Is this because of restrictions on magnet placement from internal structure, or is it because my cube is faulty?


----------



## 4Chan (May 20, 2017)

Dash Lambda said:


> So, I got my shipment in today, and about the WuQue M...
> 
> I'll be writing a review later when I've broken it in and I'm confident I can't change it much more (took a while with my normal WuQue), but there's one thing jumping out at me that I just want to make sure is intentional:
> This cube does not align into a perfect cube like I thought. It always sits skewed in some way, usually at least two layers noticeably misaligned. When I took it apart to clean and tension it, I noticed that the corners always sit misaligned with the inner edges, usually roughly to where the flats of the pieces intersect. This is mitigated on most of the joins when the cube is assembled, but there will always be those one or two layers, usually opposites, that are skewed.
> Is this because of restrictions on magnet placement from internal structure, or is it because my cube is faulty?



UH OH, I think you got a faulty one.
Send me your order number, and I will fix this for you.


----------



## Dash Lambda (May 21, 2017)

4Chan said:


> UH OH, I think you got a faulty one.
> Send me your order number, and I will fix this for you.


M'kay, cool!
Honestly, this just makes me more excited.


----------



## 4Chan (May 21, 2017)

An update for everyone here!

The prototype is complete, and we are able to offer custom 2x2 sizes!
Any (reasonable) size 2x2 is now possible!!

This is a 55mm Guoguan Xinghen M !

A video is uploading, and if we get enough community feedback, we can get the molds and equipment to offer these!

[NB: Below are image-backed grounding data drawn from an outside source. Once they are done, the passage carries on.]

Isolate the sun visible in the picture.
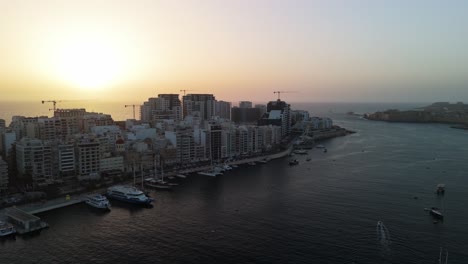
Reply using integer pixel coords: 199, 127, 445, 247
52, 37, 124, 90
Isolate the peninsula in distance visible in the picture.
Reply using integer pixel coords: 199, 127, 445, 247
364, 102, 468, 128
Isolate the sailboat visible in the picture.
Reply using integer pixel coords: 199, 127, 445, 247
197, 141, 222, 177
145, 158, 172, 190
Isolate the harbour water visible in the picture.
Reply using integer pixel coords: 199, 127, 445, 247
1, 103, 468, 263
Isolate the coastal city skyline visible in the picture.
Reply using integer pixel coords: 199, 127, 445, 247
1, 0, 468, 103
1, 1, 467, 263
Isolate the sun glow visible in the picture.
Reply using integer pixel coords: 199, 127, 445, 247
51, 35, 125, 90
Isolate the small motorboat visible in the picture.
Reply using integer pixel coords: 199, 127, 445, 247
430, 207, 443, 219
289, 159, 299, 166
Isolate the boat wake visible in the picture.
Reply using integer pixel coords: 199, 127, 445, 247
376, 221, 391, 248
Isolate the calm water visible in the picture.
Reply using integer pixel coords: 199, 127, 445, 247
2, 104, 468, 263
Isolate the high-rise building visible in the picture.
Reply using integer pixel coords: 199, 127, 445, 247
58, 143, 75, 176
1, 130, 16, 157
209, 124, 222, 161
239, 101, 253, 108
182, 94, 216, 120
254, 104, 267, 117
215, 101, 232, 120
140, 94, 182, 122
76, 139, 100, 177
0, 156, 8, 193
258, 99, 292, 137
16, 137, 53, 186
231, 107, 262, 124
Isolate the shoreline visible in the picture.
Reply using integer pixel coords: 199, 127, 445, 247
0, 129, 350, 220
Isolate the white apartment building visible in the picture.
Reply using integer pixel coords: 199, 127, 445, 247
58, 144, 75, 175
77, 140, 100, 176
16, 137, 53, 185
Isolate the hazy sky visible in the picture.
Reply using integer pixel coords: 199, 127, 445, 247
1, 0, 467, 103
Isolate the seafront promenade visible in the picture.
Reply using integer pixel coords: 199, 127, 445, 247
0, 145, 293, 221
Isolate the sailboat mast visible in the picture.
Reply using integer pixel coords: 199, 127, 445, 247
133, 162, 136, 187
140, 163, 143, 189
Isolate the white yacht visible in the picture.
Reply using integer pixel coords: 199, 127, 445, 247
0, 221, 16, 237
106, 185, 153, 205
85, 194, 111, 210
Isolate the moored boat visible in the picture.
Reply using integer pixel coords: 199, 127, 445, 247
85, 194, 111, 210
106, 185, 153, 205
197, 171, 220, 177
144, 178, 172, 189
294, 149, 308, 155
0, 221, 16, 237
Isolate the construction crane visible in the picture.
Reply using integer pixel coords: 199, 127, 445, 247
273, 91, 297, 100
125, 104, 137, 120
180, 89, 195, 96
41, 100, 62, 111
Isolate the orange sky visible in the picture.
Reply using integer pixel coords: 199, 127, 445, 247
1, 0, 467, 103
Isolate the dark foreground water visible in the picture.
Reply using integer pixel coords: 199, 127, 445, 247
2, 111, 468, 263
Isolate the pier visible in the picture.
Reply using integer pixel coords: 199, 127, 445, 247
5, 207, 48, 234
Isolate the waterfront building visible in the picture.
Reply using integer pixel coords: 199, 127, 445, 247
76, 139, 100, 178
165, 128, 195, 164
0, 156, 8, 193
16, 137, 53, 186
57, 143, 75, 176
209, 124, 222, 161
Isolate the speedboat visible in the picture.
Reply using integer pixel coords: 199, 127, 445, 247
289, 159, 299, 166
316, 144, 325, 149
430, 207, 443, 219
85, 194, 111, 210
376, 221, 391, 245
106, 185, 153, 205
0, 221, 16, 237
176, 174, 187, 178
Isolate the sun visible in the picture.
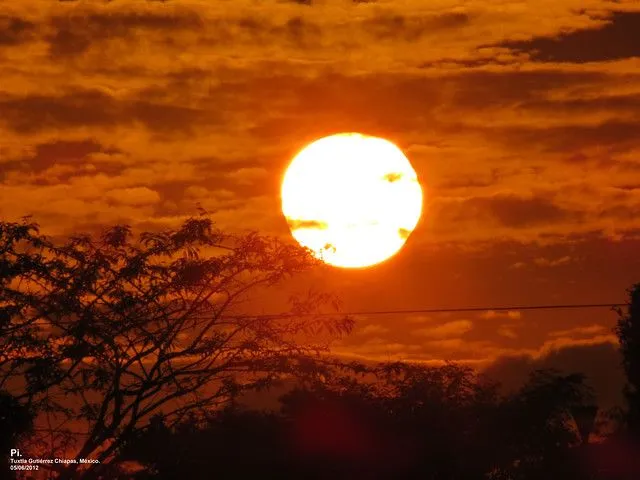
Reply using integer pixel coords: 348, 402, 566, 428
281, 133, 423, 268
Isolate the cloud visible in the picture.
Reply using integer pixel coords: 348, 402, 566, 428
423, 338, 467, 350
106, 187, 161, 206
430, 193, 576, 238
47, 8, 204, 57
548, 324, 608, 338
347, 338, 424, 356
479, 310, 522, 320
497, 326, 518, 339
539, 334, 619, 356
356, 324, 391, 336
383, 172, 403, 182
226, 167, 268, 186
497, 11, 640, 63
0, 90, 118, 133
0, 89, 212, 134
0, 14, 34, 46
533, 255, 573, 267
398, 228, 411, 240
29, 139, 106, 170
483, 340, 625, 409
405, 315, 433, 324
414, 320, 473, 338
471, 194, 571, 228
1, 139, 124, 182
488, 121, 640, 154
507, 254, 581, 270
286, 219, 329, 230
363, 11, 470, 42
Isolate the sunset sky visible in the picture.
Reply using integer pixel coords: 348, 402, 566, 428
1, 0, 639, 407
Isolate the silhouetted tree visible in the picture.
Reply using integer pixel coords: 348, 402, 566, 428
616, 283, 640, 440
0, 216, 352, 478
492, 369, 594, 480
120, 408, 296, 480
0, 391, 34, 479
119, 362, 595, 480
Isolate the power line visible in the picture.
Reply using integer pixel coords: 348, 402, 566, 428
17, 302, 628, 327
220, 303, 628, 319
329, 302, 627, 317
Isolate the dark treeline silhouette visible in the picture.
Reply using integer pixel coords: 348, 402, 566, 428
616, 284, 640, 440
0, 216, 639, 479
119, 364, 594, 480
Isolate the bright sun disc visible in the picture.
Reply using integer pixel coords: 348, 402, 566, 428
281, 133, 423, 268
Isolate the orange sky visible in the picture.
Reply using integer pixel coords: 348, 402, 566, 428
1, 0, 639, 407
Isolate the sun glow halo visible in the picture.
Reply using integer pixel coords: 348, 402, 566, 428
281, 133, 423, 268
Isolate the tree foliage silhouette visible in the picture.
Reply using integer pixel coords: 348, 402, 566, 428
0, 391, 33, 479
119, 362, 595, 480
0, 216, 352, 478
615, 282, 640, 439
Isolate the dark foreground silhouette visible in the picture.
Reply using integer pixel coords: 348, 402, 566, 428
118, 364, 636, 480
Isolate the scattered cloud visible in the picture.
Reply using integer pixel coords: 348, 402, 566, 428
106, 187, 161, 206
468, 194, 571, 228
413, 320, 473, 338
548, 324, 609, 338
423, 338, 467, 350
483, 340, 625, 409
226, 167, 268, 185
383, 172, 403, 182
356, 324, 391, 336
539, 334, 618, 356
497, 326, 519, 339
509, 256, 575, 268
363, 11, 470, 42
0, 89, 213, 135
398, 228, 411, 240
46, 8, 204, 57
497, 12, 640, 64
479, 310, 522, 320
287, 219, 329, 230
533, 255, 572, 267
0, 14, 35, 46
405, 315, 432, 324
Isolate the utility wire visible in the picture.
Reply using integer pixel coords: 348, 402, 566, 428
317, 302, 627, 317
18, 302, 628, 327
211, 302, 628, 319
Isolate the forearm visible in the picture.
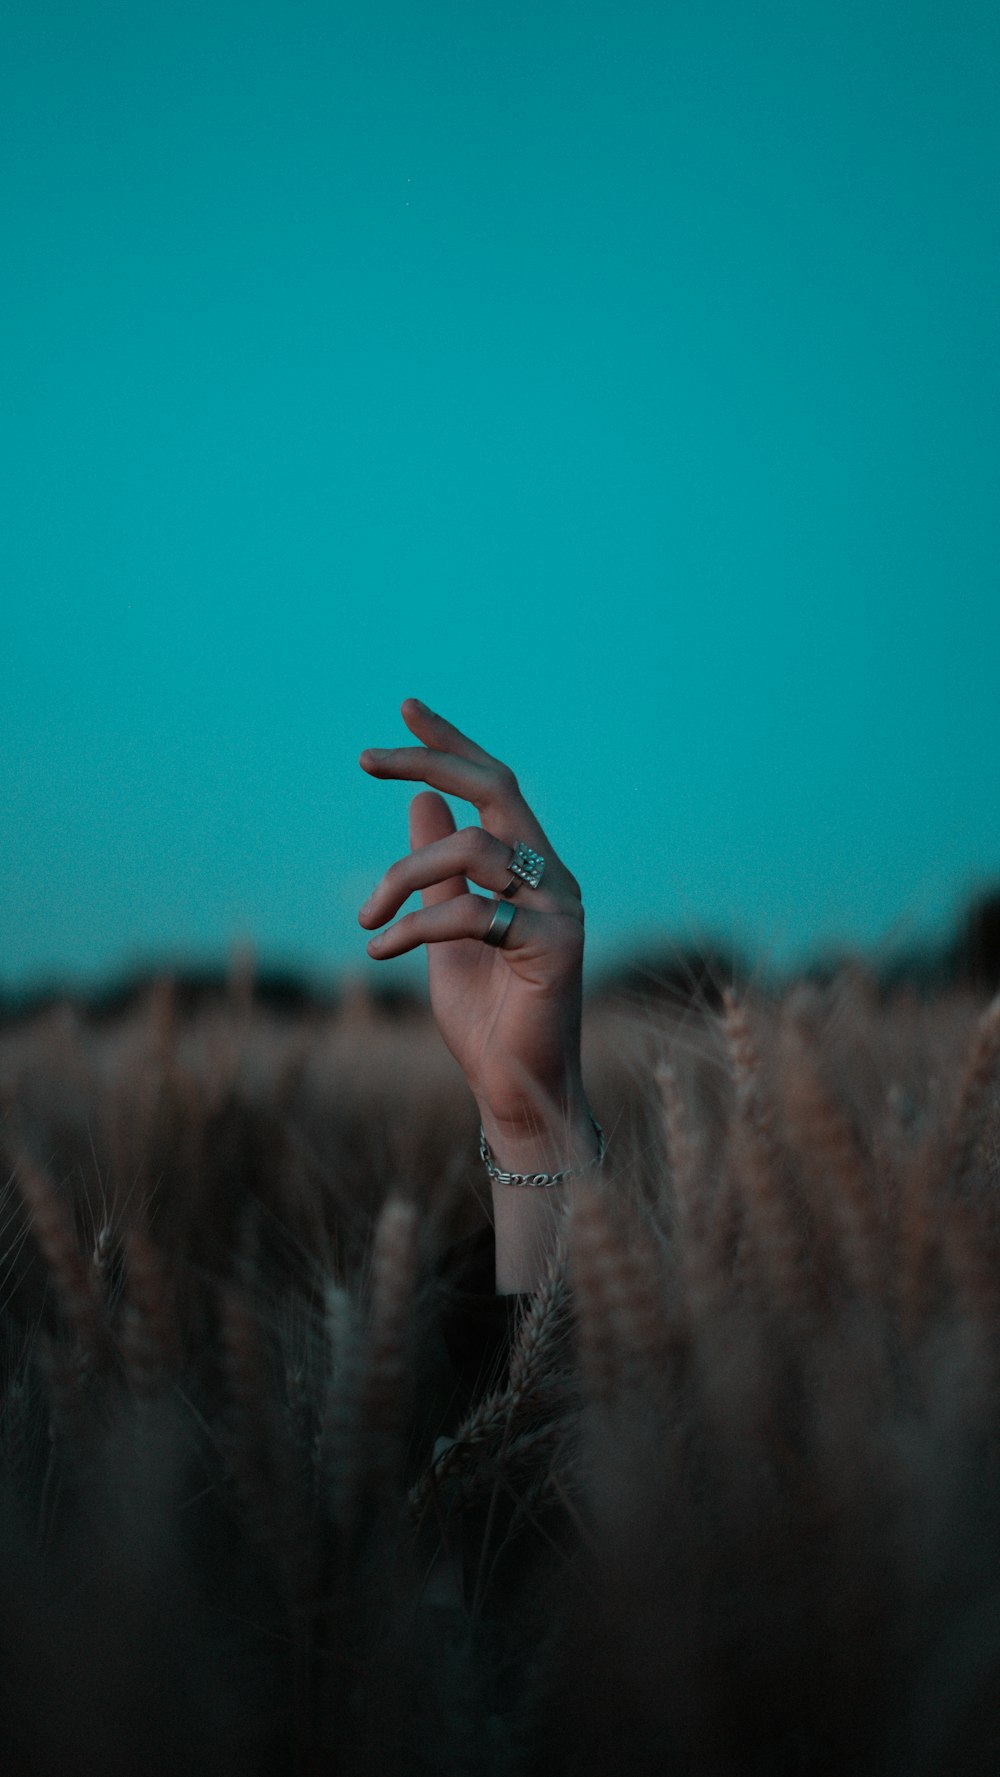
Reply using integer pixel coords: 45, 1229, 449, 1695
358, 697, 600, 1294
478, 1075, 602, 1293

Imagine a 52mm Chuwen! 54mm Weipo!
57mm Dayan!!! 7x7 sized 2x2s !!


----------



## Underwatercuber (May 21, 2017)

4Chan said:


> An update for everyone here!
> 
> The prototype is complete, and we are able to offer custom 2x2 sizes!
> Any (reasonable) size 2x2 is now possible!!
> ...


Just how did you even do this?


----------



## 4Chan (May 21, 2017)

Underwatercuber said:


> Just how did you even do this?



Video is 60% done!
Will be up on youtube soon!


----------



## gavinz (May 22, 2017)

4Chan said:


> An update for everyone here!
> 
> The prototype is complete, and we are able to offer custom 2x2 sizes!
> Any (reasonable) size 2x2 is now possible!!
> ...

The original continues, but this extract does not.